I met Elma many times over those past forty years and certainly she could appear intimidating to anyone that she did not know. Elma was one of those persons who chose to go on the offensive when dealing with someone for the first time – as if to test their mettle! If you withstood this initial onslaught, and sadly many did not, then you could enjoy a much more cordial relationship based on mutual respect and trust.

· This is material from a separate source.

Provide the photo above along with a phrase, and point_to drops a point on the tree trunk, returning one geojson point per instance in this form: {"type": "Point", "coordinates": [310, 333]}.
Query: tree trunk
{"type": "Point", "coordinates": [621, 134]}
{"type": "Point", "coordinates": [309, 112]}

I talked to her a number of times, especially around 1988 when we formed The Newstead Abbey Byron Society and these talks were conducted in a positive and friendly manner. You could not, however, take her compliance for granted and she would home in, with vigour, on any point which you had not thought particularly important. This was her way and sometimes it bore fruit and sometimes it had the opposite effect. However, I can say that she succeeded in her efforts and I admired her tenacity. She well earned her right to become the first lady of The Byron Society and of the journal. Having assured her that our intentions were to work with her rather than in opposition, we gained her blessing and full support.

What prompted me to write to you is to say that I have, what I consider to be, a wonderful ‘action’ photograph of Elma at Newstead Abbey, taken in the early 1990s. It was taken by me and has been in my Byron archive ever since. I thought it would be a fitting tribute to her if you would consider publishing it in the journal for all to see.

I also read with interest Geoffrey Bond’s obituary of Derek Wise, who I also met and talked with on a number of occasions, particularly on a Byron Society visit to Greece in 1999. I enclose too a photograph, taken at the ruins at Sounion on that occasion, of The Earl of Lytton with Derek and myself enjoying some Greek sunshine. It shows Derek enjoying himself ‘away from the office’. Byron wrote memorably of Sounion in the ‘Isles of Greece’ in Don Juan Canto III: [End Page 57]

Place me on Sunium’s marbled steep,    Where nothing, save the waves and I,May hear our mutual murmurs sweep;    There, swan-like, let me sing and die:A land of slaves shall ne’er be mine –Dash down yon cup of Samian wine!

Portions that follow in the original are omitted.